Primers used for sequencing except for both end primers were omitted.

PCR, polymerase chain reaction.

Sequence analysis of cps genes

For the representative genotype 6E isolates, wzg, wzh, wze, wciN, wciP, and wzy in the cps locus were analyzed by direct sequencing with PCR products using primers designed based on the nucleotide sequence in GenBank accession no. JF911504 (Table 1). Gene sequences were determined by using the BigDye^® Terminator v1.1 Cycle Sequencing Kit (Applied Biosystems) and 3130xL Genetic Analyzer (Applied Biosystems). Obtained sequence data were analyzed with BLAST (www.ncbi.nlm.nih.gov/BLAST) search and ClustalW (www.ebi.ac.uk/clustalw) program and compared with those of genotype 6E reference strains HK02-14, J01-5, M12-6, K13-21, V03-9, JF911504, and JF911507, and serotype 6A and 6B strains (CR931638 and Tw03-308, respectively).^2,6,8

Multilocus sequence typing

Sequence type (ST) based on the multilocus sequence typing (MLST) scheme was determined by sequencing of seven loci of housekeeping genes according to the protocol in the MLST website (http://spneumoniae.mlst.net/).

Statistical analysis

In our previous study, the minimum inhibitory concentration (MIC) of penicillin G and erythromycin, prevalence of PBP gene genotypes, and macrolide resistance genes [erm(B)/mef(A/E)] were investigated.⁸ In the present study, these data were reanalyzed among serotypes 6A and 6B and genotype 6E statistically by using the SPSS version 19.0 software. A two-tailed chi-square test or Fisher's exact test (for small group sizes) was used to examine the significance of difference in proportions. A p-value of <0.05 was considered statistically significant.
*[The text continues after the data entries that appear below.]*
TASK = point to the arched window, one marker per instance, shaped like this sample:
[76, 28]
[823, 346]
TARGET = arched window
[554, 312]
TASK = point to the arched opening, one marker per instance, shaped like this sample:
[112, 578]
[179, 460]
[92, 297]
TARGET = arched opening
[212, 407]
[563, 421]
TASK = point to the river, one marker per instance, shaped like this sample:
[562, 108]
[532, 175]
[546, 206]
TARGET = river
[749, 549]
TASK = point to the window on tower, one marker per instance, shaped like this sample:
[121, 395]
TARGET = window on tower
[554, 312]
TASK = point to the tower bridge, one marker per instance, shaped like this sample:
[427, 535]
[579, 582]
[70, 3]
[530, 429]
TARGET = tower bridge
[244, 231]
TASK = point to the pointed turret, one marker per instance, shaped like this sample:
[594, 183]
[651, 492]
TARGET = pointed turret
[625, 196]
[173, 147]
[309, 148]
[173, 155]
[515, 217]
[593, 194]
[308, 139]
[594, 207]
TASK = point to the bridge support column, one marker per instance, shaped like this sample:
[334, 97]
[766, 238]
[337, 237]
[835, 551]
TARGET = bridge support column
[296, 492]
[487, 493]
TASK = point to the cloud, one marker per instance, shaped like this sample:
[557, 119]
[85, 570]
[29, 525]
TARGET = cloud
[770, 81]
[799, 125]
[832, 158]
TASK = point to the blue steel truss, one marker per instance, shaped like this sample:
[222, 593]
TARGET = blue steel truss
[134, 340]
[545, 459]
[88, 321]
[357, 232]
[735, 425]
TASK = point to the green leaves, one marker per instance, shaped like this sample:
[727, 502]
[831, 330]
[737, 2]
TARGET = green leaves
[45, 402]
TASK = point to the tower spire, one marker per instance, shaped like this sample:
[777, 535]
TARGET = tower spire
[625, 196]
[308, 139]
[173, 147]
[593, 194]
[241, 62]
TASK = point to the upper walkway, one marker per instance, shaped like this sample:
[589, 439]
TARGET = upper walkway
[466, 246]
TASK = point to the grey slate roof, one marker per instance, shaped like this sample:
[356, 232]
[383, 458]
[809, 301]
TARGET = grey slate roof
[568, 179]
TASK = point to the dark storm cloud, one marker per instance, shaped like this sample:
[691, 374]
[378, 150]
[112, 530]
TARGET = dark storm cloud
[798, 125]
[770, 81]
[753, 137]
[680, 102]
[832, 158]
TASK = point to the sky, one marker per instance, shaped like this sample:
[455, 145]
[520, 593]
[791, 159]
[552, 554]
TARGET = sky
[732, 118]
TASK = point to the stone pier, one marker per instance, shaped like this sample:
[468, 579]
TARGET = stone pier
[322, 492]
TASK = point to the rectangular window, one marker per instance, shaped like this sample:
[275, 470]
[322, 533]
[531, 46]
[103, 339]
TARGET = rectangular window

Nucleotide sequence accession numbers

The GenBank accession numbers for the nucleotide sequences of the wzg, wzh, wze, wciN, wciP, and wzy genes of genotype 6E S. pneumoniae isolates SRP536, SRP205, and SRP514 are KM114228-KM114233, KM114234-KM114239, and KM114240-KM114245, respectively.

Results

By the M-PCR designed in the present study, genotype 6E was discriminated from serotype 6A/6B (Fig. 2a). The wzh gene from which the genotype 6E-specific PCR product was obtained in the M-PCR was confirmed to have an identical sequence to those of genotype 6E reference strains, as described below. As a result, a total of 141 isolates, containing 140 isolates among the 181 previously assigned to serotype 6B (77.3%) and only one isolate among serotype 6A isolates (1/45, 2.2%), were revealed to have genotype 6E genes. Two isolates (one each of serotype 6A and 6B assigned previously) were not distinguished by the M-PCR due to no amplification by this PCR. From all the 130 isolates of serotype 6C or 6D isolates, only a product with 217 bp (the same size as those from serotype 6A/6B) was amplified by the M-PCR. All the 141 isolates assigned to genotype 6E by the M-PCR were confirmed to have the wze region of genotype 6E by the 6E-specific PCR (Fig. 2b).

FIG. 2.

Amplified products generated by the M-PCR for discrimination of genotype 6E from serotype 6A/6B (a), PCR of genotype 6E-wze region (b), and PCR of insertion sequence between wciN and wciO (c). Lanes 1–8, genotype 6E isolates (isolate ID: SPR536, SPR205, SPR514, SPR525, SPR497, SPR562, SPR598, and SPR674); lanes 9–11, serotype 6A isolates; lanes 12–14, serotype 6B isolates. M, DNA size marker (100-bp ladder). M-PCR, multiplex PCR.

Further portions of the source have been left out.